Iven Orx & Aaron Vinn, im Atelier, Köln, 2024

Arbeiten an den Rändern des Sagbaren

Iven Orx und Aaron Vinn schaffen Werke, in denen Raum, Licht und Material in ein dynamisches Verhältnis treten. Ihre Arbeiten sind räumliche Bildkörper, keine statischen Objekte, und verschieben die Wahrnehmung, während sie den Raum spürbar transformieren.

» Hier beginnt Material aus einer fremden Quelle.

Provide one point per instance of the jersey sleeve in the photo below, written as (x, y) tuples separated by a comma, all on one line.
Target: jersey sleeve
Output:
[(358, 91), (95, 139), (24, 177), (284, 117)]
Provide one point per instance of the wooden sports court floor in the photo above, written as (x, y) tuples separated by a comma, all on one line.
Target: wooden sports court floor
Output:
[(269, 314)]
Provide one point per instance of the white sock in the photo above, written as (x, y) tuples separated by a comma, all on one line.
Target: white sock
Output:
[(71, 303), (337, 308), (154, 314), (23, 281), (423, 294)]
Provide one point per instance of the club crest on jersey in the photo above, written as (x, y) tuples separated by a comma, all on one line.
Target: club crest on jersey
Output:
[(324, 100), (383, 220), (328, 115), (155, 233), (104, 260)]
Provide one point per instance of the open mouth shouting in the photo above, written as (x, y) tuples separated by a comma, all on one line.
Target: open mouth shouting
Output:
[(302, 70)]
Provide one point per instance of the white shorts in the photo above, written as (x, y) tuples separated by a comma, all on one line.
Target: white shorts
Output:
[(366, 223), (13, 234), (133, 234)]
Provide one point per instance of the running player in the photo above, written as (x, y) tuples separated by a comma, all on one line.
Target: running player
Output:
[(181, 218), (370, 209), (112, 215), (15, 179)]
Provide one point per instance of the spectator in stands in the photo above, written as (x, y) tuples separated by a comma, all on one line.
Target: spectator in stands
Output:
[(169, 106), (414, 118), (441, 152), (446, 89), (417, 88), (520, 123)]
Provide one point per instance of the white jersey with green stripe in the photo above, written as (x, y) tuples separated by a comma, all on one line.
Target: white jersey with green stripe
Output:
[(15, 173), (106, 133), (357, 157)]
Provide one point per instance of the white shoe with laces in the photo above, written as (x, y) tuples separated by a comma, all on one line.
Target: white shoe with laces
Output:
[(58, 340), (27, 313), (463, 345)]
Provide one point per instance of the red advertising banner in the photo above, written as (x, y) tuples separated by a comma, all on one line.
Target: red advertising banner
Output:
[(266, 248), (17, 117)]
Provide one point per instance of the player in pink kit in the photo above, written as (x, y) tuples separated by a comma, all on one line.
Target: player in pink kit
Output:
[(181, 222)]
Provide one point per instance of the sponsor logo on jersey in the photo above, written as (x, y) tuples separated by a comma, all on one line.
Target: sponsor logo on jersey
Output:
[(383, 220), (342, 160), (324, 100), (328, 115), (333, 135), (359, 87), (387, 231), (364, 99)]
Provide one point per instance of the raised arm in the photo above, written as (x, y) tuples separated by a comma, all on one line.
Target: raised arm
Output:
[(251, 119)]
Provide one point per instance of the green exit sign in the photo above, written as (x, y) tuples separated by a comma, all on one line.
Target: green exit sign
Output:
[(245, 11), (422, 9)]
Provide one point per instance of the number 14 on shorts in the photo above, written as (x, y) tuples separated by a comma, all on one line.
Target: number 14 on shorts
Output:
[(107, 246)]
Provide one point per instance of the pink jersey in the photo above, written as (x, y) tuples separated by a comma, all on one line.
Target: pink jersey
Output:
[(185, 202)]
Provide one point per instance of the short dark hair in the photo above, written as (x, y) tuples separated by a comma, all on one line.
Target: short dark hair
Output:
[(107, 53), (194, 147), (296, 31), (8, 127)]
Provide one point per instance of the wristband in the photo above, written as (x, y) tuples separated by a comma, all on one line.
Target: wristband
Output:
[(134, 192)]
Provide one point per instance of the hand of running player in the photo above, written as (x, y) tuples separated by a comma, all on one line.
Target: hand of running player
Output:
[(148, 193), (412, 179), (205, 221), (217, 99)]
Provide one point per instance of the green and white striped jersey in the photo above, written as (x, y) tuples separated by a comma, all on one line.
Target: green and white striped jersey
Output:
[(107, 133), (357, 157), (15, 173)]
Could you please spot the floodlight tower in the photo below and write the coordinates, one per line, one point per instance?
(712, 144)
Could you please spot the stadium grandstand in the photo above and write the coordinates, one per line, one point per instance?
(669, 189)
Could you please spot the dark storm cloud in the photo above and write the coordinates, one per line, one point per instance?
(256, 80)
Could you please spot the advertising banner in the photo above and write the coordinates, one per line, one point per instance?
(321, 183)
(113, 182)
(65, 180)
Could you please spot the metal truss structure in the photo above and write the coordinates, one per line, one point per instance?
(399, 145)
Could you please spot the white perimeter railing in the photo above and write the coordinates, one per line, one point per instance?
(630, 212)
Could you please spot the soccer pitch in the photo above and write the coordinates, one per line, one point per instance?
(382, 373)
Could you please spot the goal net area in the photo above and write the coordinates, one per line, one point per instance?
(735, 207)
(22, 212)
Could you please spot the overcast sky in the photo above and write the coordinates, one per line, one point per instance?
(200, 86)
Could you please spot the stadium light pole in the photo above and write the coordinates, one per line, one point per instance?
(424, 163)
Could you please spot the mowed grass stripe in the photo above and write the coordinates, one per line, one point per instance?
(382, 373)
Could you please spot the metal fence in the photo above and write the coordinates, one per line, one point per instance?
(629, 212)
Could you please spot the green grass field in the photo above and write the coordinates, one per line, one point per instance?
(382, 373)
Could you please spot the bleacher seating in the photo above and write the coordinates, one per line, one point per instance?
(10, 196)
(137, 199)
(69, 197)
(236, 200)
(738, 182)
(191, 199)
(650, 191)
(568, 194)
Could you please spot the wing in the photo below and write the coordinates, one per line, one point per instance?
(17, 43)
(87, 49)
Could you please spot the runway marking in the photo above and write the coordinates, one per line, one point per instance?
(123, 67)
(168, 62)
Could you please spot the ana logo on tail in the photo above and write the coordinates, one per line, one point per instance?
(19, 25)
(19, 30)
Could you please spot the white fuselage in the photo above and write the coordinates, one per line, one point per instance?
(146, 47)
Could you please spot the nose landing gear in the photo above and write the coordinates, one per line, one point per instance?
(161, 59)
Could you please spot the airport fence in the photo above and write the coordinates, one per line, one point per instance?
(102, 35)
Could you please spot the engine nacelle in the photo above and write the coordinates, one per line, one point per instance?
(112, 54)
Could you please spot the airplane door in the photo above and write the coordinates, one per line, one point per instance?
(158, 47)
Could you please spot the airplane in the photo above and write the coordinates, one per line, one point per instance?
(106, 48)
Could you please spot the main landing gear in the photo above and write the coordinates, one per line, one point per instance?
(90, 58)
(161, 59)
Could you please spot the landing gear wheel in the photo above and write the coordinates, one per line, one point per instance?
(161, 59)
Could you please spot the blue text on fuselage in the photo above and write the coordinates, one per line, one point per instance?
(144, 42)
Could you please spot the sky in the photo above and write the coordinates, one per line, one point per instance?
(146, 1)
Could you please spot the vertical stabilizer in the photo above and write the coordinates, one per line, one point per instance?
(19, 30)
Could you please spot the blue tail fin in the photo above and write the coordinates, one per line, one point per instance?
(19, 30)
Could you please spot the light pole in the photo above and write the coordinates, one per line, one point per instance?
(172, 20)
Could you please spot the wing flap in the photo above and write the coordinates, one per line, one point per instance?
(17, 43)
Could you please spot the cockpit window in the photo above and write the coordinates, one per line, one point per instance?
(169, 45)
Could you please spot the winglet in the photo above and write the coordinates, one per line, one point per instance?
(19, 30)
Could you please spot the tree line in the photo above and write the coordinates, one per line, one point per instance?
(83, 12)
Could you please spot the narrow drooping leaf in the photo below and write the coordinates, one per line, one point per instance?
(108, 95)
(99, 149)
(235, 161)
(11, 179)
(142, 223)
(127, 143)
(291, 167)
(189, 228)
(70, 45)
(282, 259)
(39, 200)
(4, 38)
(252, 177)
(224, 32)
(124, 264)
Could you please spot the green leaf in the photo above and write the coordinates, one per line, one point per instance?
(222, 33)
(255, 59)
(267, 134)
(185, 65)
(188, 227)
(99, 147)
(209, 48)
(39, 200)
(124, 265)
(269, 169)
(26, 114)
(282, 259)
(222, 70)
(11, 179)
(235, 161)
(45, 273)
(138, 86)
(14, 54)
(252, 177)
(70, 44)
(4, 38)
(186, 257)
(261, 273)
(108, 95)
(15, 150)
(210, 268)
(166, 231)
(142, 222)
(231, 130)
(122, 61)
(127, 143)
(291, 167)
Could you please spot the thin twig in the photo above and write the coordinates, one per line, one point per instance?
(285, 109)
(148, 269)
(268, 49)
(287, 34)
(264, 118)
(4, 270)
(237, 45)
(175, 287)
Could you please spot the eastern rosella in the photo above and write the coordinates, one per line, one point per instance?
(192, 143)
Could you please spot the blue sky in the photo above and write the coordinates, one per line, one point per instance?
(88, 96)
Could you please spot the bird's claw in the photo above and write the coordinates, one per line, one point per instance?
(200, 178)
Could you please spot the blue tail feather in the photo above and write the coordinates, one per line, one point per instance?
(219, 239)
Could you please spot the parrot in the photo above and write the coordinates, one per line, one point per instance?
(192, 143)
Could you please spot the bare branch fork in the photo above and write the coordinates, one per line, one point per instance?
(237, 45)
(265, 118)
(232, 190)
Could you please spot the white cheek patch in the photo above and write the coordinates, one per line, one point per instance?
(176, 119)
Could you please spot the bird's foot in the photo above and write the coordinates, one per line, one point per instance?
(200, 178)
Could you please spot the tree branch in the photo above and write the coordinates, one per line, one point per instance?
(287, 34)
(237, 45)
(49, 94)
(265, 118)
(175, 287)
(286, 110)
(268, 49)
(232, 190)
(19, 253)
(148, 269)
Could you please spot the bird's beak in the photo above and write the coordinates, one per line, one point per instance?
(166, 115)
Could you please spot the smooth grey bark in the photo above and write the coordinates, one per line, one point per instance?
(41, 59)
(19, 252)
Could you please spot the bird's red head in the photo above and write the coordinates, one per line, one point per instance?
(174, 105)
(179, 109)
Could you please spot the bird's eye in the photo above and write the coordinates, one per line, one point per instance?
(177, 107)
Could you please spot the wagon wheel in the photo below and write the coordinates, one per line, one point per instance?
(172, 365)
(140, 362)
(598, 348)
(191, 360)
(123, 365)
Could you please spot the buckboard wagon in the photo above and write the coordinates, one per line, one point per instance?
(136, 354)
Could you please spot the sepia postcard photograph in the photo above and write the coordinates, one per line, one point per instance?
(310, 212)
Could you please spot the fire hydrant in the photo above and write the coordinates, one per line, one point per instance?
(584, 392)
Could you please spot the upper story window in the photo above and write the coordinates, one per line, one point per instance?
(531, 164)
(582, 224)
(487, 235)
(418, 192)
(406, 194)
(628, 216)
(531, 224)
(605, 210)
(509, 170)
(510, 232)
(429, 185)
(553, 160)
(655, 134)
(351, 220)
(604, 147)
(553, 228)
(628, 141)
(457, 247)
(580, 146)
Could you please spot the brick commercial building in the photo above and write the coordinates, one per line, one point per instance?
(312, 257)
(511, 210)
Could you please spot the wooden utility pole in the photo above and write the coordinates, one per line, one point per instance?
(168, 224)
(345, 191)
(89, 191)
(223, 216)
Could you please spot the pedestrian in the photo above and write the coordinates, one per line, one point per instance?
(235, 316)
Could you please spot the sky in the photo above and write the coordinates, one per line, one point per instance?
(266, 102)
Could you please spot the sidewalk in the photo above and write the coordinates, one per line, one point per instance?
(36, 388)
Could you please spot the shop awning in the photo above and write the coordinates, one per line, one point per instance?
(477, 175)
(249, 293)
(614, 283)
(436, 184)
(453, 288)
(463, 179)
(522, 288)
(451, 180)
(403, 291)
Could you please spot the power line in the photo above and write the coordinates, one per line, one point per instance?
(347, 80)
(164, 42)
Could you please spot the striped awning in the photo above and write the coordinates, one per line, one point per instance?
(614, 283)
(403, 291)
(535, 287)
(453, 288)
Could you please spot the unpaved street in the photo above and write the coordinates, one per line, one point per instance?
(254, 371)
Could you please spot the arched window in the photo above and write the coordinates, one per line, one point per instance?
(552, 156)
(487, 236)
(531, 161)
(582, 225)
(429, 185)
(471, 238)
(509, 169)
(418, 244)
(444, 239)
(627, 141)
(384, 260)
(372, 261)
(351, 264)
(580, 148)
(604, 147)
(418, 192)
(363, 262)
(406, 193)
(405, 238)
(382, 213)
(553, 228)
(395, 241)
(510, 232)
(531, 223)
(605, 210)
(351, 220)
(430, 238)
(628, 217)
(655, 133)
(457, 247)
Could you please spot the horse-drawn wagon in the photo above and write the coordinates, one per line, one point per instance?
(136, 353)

Frühe Prägungen und künstlerische Herkunft

Orx, geboren in Danzig, und Vinn, geboren in Odenthal bei Köln, wuchsen in kreativen Umfeldern auf. Frühe Einflüsse – die zeichnerische Praxis von Orx’ Vater und die Graffiti-Arbeiten von Vinns Vater – prägten ihre Sensibilität für Raum, Form, Rhythmus und Materialität, die noch heute in den Bildkörpern der Künstler spürbar ist.

Von 2010 bis 2013 arbeiteten beide als Assistenten im Atelier der Fluxus-Künstlerin Mary Bauermeister in Rösrath. Dort eröffneten sich neue Perspektiven auf Kunst als Energie und Resonanz, ein Dialog von Kraftfeldern und Möglichkeiten, der das Œuvre bis heute prägt.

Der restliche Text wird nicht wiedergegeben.